- Citizenship: American
- Education: University of Wisconsin-Madison; University of Alabama at Birmingham; University of Michigan;
- Known for: Health administration, Patient safety
- Awards: Distinguished Alumni Award, University of Michigan; Fellow AAN;
- Scientific career
- Fields: Nursing
- Workplaces: University of Minnesota;
- Thesis: (1985)
- Website: www.linkedin.com/in/joanne-disch-rn-phd-faan-45409a7b/

= Joanne Disch =

Joanne Disch is an American professor ad honorem of nursing at University of Minnesota School of Nursing. She is best known for her contributions improving patient safety, health administration, and nurse-physician relationships.

As an advocate for patient safety, Disch has testified before Congress sharing both large-scale data and compelling case studies.

== Education ==
Disch earned her BS in nursing at the University of Wisconsin–Madison in 1968, in 1976, she earned an MS in nursing at University of Alabama at Birmingham, and her doctorate in 1985 from University of Michigan.

== Career ==
She started her career as a staff nurse in cardiovascular intensive care and she has served as a chief nurse executive in two major medical centers. She has co-authored the award-winning text "Person and Family Centered Care".

Disch was named as the Katherine R. and C. Walton Lillehei Chair in Nursing Leadership in 2000 at the University of Minnesota School of Nursing. In 2000–2012, Disch was the director of the University of Minnesota's Densford International Center for Nursing Leadership, part of the School of Nursing.

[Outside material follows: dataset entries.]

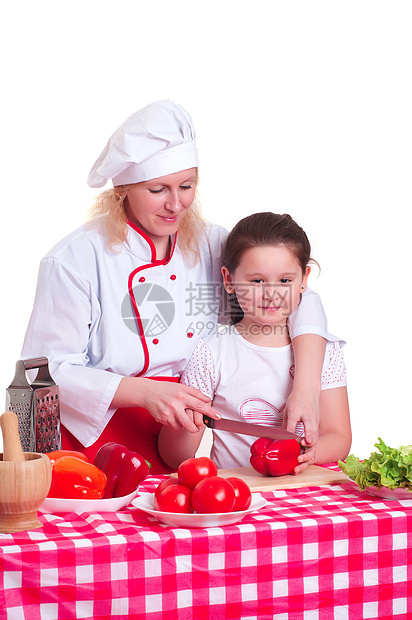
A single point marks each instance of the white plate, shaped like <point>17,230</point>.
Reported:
<point>111,504</point>
<point>145,502</point>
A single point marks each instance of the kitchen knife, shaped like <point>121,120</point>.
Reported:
<point>245,428</point>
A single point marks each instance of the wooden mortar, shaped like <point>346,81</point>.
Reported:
<point>25,479</point>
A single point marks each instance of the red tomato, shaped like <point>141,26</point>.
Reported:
<point>243,494</point>
<point>58,454</point>
<point>77,479</point>
<point>174,498</point>
<point>257,458</point>
<point>274,458</point>
<point>213,494</point>
<point>164,484</point>
<point>192,471</point>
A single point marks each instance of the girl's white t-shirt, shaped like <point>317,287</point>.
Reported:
<point>250,383</point>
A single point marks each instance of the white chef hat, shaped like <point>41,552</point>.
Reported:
<point>155,141</point>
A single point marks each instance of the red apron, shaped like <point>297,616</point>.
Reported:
<point>133,427</point>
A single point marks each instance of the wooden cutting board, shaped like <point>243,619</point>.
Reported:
<point>312,476</point>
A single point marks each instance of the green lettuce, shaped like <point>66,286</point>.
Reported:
<point>390,467</point>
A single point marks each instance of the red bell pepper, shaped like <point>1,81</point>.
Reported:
<point>57,454</point>
<point>124,469</point>
<point>77,479</point>
<point>274,458</point>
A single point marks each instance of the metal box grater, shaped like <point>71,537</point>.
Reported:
<point>37,406</point>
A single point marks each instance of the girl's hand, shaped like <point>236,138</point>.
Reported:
<point>176,405</point>
<point>305,409</point>
<point>306,458</point>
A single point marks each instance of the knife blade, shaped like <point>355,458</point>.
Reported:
<point>246,428</point>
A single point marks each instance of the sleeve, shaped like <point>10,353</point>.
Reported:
<point>200,370</point>
<point>310,318</point>
<point>65,313</point>
<point>334,369</point>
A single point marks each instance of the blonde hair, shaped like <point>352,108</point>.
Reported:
<point>108,214</point>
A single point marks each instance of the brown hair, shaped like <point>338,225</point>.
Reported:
<point>262,229</point>
<point>109,215</point>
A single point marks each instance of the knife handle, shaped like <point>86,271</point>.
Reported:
<point>209,422</point>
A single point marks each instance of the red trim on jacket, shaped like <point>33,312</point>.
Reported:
<point>154,263</point>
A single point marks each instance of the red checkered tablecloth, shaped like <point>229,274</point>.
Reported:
<point>316,553</point>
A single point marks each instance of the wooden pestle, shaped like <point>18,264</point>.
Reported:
<point>12,450</point>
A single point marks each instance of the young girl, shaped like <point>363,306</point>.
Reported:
<point>247,368</point>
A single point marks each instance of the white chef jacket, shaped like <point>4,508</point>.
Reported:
<point>250,383</point>
<point>100,315</point>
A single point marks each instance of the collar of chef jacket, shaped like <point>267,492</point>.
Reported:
<point>141,246</point>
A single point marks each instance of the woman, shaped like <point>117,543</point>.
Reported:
<point>122,301</point>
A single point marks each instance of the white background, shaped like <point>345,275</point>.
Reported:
<point>300,107</point>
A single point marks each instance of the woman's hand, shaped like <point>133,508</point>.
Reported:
<point>167,402</point>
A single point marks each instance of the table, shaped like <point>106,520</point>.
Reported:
<point>311,553</point>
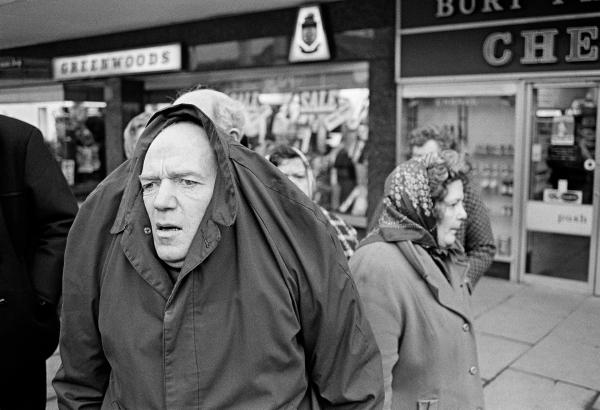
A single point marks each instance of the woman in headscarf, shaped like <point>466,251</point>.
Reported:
<point>410,272</point>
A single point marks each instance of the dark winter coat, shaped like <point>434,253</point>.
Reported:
<point>36,211</point>
<point>263,315</point>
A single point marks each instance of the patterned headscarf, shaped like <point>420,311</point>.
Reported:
<point>409,212</point>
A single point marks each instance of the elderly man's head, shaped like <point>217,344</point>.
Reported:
<point>428,140</point>
<point>223,110</point>
<point>178,179</point>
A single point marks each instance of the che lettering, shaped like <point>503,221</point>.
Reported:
<point>539,46</point>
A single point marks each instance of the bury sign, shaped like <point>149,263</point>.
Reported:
<point>472,37</point>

Disch is a Fellow of the American Academy of Nursing, an organization for which she served as president from 2011 to 2013. In 2018, she was named a Living Legend, nursing's highest honor. She has also served as president of the American Association of Critical-Care Nurses and as board member and chair of the national board of AARP where she led organization through a major restructuring.

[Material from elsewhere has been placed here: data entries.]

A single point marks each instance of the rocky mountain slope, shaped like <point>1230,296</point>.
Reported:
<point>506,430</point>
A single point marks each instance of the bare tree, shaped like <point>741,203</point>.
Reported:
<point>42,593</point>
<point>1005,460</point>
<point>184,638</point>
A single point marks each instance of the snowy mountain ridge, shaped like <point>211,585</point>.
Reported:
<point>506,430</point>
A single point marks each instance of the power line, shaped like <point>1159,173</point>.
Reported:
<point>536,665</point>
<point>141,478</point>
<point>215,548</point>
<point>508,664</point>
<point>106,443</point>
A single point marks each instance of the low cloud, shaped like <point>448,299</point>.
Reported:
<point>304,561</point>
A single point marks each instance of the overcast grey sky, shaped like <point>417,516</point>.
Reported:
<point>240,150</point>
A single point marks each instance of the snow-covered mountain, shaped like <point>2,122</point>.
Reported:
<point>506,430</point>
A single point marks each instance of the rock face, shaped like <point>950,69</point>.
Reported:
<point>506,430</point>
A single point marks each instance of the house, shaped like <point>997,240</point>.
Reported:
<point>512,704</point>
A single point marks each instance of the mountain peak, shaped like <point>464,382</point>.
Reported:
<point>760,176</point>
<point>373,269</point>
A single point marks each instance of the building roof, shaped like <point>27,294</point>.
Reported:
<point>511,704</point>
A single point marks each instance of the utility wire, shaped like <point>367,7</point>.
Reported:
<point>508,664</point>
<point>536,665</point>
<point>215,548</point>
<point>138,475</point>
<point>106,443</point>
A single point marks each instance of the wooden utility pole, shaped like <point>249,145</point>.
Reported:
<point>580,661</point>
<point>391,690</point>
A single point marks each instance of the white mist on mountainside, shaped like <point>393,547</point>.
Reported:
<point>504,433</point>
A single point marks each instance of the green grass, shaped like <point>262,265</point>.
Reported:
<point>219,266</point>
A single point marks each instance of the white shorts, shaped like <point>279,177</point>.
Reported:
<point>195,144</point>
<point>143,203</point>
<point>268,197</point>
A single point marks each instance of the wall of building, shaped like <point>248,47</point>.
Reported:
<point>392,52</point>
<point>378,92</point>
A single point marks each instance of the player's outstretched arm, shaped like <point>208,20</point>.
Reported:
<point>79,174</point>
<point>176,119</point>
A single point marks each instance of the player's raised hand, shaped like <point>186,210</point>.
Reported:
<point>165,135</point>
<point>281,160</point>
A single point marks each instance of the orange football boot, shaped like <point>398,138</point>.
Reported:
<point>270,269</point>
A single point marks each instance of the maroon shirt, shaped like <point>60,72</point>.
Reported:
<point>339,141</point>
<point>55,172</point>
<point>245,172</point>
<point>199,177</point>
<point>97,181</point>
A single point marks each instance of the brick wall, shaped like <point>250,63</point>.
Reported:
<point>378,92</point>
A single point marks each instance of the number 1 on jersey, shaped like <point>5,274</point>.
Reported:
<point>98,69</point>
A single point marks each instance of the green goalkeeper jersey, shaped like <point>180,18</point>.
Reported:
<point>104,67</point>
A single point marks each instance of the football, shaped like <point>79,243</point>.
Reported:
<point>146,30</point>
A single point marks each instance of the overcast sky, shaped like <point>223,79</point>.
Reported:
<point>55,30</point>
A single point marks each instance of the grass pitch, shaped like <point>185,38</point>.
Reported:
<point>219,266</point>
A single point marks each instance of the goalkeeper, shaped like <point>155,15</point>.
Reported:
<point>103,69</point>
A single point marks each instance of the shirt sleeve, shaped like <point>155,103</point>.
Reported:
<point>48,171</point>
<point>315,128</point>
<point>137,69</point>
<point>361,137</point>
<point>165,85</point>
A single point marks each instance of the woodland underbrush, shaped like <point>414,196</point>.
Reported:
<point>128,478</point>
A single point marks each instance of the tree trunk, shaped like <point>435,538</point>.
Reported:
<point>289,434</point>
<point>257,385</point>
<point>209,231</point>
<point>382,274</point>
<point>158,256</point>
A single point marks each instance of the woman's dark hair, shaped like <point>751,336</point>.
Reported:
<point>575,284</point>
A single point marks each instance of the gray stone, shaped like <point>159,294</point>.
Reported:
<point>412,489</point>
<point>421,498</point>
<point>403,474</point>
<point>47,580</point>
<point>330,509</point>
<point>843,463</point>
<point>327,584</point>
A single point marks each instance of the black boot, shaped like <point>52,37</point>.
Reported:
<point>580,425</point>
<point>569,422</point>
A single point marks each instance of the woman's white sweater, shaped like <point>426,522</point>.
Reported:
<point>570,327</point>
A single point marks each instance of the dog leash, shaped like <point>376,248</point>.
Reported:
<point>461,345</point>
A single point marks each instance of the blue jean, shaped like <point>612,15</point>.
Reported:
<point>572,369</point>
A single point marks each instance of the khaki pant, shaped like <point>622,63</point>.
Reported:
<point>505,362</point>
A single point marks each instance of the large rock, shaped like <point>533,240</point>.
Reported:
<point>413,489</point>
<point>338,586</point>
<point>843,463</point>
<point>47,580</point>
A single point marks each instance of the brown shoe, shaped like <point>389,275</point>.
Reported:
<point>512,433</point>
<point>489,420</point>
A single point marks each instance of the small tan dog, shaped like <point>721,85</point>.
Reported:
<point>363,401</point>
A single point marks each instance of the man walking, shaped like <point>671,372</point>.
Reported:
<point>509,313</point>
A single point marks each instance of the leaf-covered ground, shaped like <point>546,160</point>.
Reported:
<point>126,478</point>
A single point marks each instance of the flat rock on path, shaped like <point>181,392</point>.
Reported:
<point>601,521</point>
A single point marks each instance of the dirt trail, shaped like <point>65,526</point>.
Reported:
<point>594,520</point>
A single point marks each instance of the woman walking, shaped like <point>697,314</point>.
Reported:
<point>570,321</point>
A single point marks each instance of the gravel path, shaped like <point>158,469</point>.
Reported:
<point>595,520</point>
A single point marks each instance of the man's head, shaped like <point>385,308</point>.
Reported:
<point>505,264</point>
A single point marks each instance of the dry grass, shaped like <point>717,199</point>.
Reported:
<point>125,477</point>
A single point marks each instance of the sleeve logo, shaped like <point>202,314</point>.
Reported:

In 2016, Disch was elected chair of the board of directors of Aurora Health Care, a not for profit health-care system headquartered in Milwaukee. In 2018, Disch was elected chair of the board of directors after the merger of Aurora Health Care and Advocate Healthcare, the largest healthcare provider in Illinois. The joint healthcare system is the 10th largest in the United States. In September 2019, she was succeeded by John Daniels Jr. as chair of Advocate Aurora board.

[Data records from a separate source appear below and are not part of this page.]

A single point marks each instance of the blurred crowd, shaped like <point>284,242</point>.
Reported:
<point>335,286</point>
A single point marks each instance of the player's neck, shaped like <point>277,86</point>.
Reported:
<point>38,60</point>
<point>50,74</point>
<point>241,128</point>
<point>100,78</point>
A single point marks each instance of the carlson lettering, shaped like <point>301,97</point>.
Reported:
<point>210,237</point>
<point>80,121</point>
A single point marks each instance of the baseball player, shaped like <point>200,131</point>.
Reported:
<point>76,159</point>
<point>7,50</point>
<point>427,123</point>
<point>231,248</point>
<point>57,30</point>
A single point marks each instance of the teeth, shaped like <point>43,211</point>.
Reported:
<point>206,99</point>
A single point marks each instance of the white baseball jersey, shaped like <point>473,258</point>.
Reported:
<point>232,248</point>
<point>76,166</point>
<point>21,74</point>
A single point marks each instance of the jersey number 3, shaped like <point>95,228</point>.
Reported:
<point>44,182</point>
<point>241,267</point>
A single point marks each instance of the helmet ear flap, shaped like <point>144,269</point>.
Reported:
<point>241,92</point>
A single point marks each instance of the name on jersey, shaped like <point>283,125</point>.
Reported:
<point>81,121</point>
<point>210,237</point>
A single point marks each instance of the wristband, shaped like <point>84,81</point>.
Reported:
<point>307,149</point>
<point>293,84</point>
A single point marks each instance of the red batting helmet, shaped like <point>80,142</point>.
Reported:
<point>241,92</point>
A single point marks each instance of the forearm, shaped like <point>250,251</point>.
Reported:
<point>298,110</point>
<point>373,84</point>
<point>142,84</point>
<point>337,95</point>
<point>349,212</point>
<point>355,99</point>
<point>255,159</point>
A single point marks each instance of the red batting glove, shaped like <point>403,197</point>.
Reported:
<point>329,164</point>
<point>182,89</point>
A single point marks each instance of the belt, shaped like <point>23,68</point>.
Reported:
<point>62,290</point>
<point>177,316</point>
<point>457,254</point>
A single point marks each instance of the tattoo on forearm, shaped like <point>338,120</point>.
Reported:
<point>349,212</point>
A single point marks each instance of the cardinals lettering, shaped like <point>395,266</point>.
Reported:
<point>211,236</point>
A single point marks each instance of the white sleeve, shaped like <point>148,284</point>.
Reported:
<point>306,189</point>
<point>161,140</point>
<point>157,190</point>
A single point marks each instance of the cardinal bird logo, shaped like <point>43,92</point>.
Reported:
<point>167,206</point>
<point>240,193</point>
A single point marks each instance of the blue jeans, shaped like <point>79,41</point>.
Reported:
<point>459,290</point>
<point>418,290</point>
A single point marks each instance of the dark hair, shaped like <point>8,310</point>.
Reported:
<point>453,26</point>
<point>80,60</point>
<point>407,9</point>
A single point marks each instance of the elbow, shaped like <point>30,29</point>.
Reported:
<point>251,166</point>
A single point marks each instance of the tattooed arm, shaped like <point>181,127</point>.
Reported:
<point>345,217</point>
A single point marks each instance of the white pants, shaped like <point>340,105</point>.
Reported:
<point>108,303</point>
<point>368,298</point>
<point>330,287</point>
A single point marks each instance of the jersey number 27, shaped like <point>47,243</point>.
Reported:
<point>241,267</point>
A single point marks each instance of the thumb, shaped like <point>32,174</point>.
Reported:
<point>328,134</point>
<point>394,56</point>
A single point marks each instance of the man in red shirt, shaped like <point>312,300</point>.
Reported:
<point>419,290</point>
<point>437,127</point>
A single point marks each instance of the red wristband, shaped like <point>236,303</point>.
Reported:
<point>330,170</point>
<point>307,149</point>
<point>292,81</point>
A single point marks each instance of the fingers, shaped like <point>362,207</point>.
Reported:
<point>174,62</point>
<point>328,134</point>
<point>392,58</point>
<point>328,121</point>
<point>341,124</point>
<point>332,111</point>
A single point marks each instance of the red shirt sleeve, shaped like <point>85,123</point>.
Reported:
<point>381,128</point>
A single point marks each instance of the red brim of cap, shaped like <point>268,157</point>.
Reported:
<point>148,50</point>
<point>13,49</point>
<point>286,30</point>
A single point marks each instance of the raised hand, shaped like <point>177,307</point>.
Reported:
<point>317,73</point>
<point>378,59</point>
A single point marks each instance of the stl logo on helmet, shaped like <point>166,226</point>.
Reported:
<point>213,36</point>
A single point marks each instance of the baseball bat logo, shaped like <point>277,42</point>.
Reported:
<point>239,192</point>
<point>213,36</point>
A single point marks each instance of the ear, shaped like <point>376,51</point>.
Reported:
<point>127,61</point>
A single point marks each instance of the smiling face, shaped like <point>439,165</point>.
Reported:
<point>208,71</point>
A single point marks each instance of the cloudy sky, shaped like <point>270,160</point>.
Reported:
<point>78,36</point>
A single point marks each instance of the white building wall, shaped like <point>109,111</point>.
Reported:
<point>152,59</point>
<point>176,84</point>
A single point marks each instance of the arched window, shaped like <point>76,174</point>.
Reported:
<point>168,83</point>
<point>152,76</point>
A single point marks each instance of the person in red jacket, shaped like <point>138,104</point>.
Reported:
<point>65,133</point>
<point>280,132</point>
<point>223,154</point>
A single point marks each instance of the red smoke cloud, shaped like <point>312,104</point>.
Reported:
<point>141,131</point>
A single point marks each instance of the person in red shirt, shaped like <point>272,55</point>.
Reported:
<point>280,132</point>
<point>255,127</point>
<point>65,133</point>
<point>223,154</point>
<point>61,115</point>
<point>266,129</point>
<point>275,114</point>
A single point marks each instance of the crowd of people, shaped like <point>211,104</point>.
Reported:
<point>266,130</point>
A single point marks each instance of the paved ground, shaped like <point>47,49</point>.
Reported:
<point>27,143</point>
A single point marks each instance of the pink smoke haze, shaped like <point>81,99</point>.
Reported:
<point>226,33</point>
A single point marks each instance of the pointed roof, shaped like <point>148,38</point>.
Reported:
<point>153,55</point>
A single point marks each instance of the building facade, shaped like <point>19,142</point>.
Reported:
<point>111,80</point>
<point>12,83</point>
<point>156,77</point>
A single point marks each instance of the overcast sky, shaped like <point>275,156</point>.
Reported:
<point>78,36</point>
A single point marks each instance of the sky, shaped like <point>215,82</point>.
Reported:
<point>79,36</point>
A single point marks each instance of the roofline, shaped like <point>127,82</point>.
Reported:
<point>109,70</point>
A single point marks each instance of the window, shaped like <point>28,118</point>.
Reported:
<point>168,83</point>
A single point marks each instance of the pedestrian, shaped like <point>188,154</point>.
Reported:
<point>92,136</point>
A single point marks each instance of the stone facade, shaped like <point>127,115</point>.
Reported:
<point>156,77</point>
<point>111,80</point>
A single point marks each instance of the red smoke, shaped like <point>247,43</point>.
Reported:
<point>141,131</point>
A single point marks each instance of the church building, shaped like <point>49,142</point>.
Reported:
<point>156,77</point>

Currently, Disch serves as chair of the Chamberlain University Board of Trustees.

== Awards ==

- President's Award from the American Academy of Nursing
- Marguerite Rodgers Kinney Award for a Distinguished Career from the American Association of Critical-Care Nurses
- Distinguished Alumna Award from the University of Wisconsin, Madison
- Distinguished Alumna awards from the University of Alabama at Birmingham, and the University of Michigan.